Derived outputs are accessed in much the same way as the raw compartment outputs, via the get_derived_outputs_df() method

In [None]:
mm_derived_df = malaysia_model.get_derived_outputs_df()
mm_derived_df

### Plot the outputs

You can get a better idea of what is going on inside the model by visualising how the compartment sizes change over time.

In [None]:
# Visualize the results.
subplot = {"title": "SEIR Model Outputs", "xlabel": "Days", "ylabel": "Compartment size"}
fig, ax = plt.subplots(1, 1, figsize=(12, 6), dpi=120, subplot_kw=subplot)

for compartment in mm_outputs_df: # Loop over each compartment. 
    ax.plot(malaysia_model.times, mm_outputs_df[compartment]) # Plot the times and compartment values

ax.legend(["S", "E", "I", "R"]);

In [None]:
# Let's allow for the fact that case detection is never complete,
# by multiplying the model outputs through by a constant value
proportion_of_cases_detected = 0.05

fig, ax = plt.subplots(1, 1, figsize=(12, 6), dpi=120)
ax.plot(x_range, target)  # Plot the MoH target values
ax.plot(malaysia_model.times, mm_derived_df["notifications"] * proportion_of_cases_detected);

## Summary

That's it for now, now you know how to:

- Create a model
- Add a population
- Add flows
- Run the model
- Access and visualise the outputs

A detailed API reference for the CompartmentalModel class can be found [here](http://summerepi.com/api/model.html)

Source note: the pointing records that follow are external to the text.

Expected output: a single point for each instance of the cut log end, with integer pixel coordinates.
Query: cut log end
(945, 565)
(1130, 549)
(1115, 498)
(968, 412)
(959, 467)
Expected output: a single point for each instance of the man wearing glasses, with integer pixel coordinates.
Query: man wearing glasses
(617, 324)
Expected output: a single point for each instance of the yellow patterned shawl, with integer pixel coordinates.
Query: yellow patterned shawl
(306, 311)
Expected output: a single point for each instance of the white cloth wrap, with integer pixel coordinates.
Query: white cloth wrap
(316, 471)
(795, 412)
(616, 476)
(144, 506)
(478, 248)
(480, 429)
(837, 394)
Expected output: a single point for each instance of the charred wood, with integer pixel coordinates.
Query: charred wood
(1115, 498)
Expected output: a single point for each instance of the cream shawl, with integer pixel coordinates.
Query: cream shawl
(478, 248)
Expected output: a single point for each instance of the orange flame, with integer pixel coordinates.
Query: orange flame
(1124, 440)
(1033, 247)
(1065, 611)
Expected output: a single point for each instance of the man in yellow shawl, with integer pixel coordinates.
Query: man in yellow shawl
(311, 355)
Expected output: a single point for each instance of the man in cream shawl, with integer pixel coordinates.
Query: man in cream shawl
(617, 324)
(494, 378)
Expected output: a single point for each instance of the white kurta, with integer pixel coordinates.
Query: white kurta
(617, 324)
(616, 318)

The point we reached here is that we have a model that runs and gives some reasonably sensible-looking outputs,
but doesn't match the data we are trying to fit to perfectly.
However, even though this is a mechanistic model of COVID-19 dynamics, 
that is clearly not the only aspect of this model that is unrealistic.
Please reflect on the most important ways in which this very simple model is unrealistic.
There are at least a dozen features of the Malaysian COVID-19 epidemic that aren't captured in this model.
Try listing them out and ordering them according to importance.
How many of these features would you need to include before you were satisfied that this model was something
that could guide policy or be used for prediction?